Can DOGE Dodge the Hillarycare Hurdles?
Lawsuits highlight the pitfalls in trying to set up an advisory system independent of the duly elected government.
Will President Trump’s Department of Government Efficiency meet the same fate as Hillarycare? That’s the question amid a slew of lawsuits filed against the president’s fledgling cost-cutting initiative. The suits echo the legal salvoes against President Clinton’s health care task force, led by his wife Hillary Clinton, over her panel’s lack of legally-required transparency. Mr. Trump, though, seems to have learned from Mrs. Clinton’s debacle.
Mr. Clinton, after all, hamstrung his own signature policy project by placing the First Lady in charge of it. Within days of taking office, he announced the creation of a Task Force on National Health Care Reform. Who better to lead it, he reckoned, than America’s “First Lady of many talents”? He averred that she would “bring people together around complex and difficult issues to hammer out consensus and get things done.” Well, not quite.
Yes, Mrs. Clinton’s task force was depicted by the liberal press as a triumph in the making and even a vindication of her decision to marry her fortunes to Mr. Clinton. The Times reported that the job reflected “the image she wants,” as “an independent person who symbolically resumed the use of her unmarried name, Rodham, and who is unapologetically involved in serious policy issues like overhauling the health-care system.”
It was “the moment for which she had waited her entire life,” is how the National Legal and Policy Center, which would emerge as a bête noire of the Clintons, put it. The NLPC called her leadership role in health care “not only revenge over her husband and every critic of the last two years, but also over every detractor and rival in her life.” Yet in a characteristically Clintonesque way, the First Lady, in her zeal to socialize health care, ran afoul of certain legal niceties.
The warnings emerged within a few weeks in a Washington Times story that was ignored amid the liberal press’s adulatory coverage of the Clintons. “First lady’s task force broke law on secrecy,” the headline cautioned. The panel, it turned out, was ignoring the Federal Advisory Committee Act of 1972. That law applies, the NLPC explained, “when a President convenes a group of people which includes private citizens to advise him on a particular issue.”

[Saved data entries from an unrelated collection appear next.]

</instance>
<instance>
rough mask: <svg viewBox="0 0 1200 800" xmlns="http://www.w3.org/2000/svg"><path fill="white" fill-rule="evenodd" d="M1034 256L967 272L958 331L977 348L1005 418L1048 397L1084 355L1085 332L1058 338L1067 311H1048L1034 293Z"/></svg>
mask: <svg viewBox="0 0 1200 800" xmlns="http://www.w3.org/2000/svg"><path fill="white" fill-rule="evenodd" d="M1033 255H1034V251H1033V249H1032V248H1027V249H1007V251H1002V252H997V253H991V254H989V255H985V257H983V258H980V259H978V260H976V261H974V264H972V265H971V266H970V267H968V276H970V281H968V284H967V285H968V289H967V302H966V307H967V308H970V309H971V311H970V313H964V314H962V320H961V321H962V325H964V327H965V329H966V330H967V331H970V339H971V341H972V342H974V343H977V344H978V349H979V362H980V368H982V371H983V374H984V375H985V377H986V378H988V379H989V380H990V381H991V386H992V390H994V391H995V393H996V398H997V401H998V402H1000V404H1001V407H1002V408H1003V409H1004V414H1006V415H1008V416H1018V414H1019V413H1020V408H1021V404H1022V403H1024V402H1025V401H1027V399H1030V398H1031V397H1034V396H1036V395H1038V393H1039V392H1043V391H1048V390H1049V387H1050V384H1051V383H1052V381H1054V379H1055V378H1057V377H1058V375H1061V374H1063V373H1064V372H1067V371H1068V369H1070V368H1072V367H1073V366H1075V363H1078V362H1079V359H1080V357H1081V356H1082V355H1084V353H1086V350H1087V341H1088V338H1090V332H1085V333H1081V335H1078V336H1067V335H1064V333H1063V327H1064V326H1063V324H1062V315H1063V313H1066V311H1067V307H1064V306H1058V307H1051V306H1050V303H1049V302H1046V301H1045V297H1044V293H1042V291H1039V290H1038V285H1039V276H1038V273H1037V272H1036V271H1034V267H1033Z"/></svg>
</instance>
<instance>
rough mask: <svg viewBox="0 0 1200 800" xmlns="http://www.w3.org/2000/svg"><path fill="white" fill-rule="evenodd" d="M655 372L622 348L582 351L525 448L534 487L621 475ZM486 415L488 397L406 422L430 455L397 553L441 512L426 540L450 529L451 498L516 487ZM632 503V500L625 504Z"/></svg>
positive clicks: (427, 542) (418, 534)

The law required, say, notice for meetings, and opening them to the press and public. Watchdog groups pounced on the panel, only to be stonewalled by the Clintons. Yet even the Times called the first lady’s penchant for secrecy “unseemly, possibly illegal and wrong.” Legal scrutiny on the panel exposed special-interest influence on the task force’s deliberations and raised voter suspicions. It was partly why Hillarycare failed and, in 1994, the Democrats lost Congress.
Have Mr. Trump and his advisers learned a lesson from the Clintons’ task-force disaster? Monday’s executive order suggests the possibility that they have. Like health care reform for Mr. Clinton, cutting government spending and regulation is emerging as a hallmark of Mr. Trump’s new term. He initially pitched DOGE as an effort to “provide advice and guidance from outside of Government.” Yet he ended up making DOGE an executive agency.
Indeed, instead of inventing DOGE from scratch, Mr. Trump’s order renamed an existing body, the United States Digital Service, as the “United States DOGE Service.” The agency is in the Executive Office of the President and will report to Mr. Trump’s chief of staff. That, it seems, could go a ways toward blunting the impact of yesterday’s lawsuits, which, like the scrutiny on Mrs. Clinton’s task force, touch on whether DOGE is a federal advisory committee.
Will Mr. Trump’s parry prove effective against the legal onslaught? One of the groups that filed suit to stop DOGE in its tracks, Public Citizen, tells the Sun that the agency still looks like a task force for the purposes of the law. It’s shaping up as a question for the courts. Yet the speed with which the anti-DOGE suits were filed shows how the idea of spending cuts has unnerved D.C., and underscores the need for Mr. Trump to move ahead with all deliberate speed.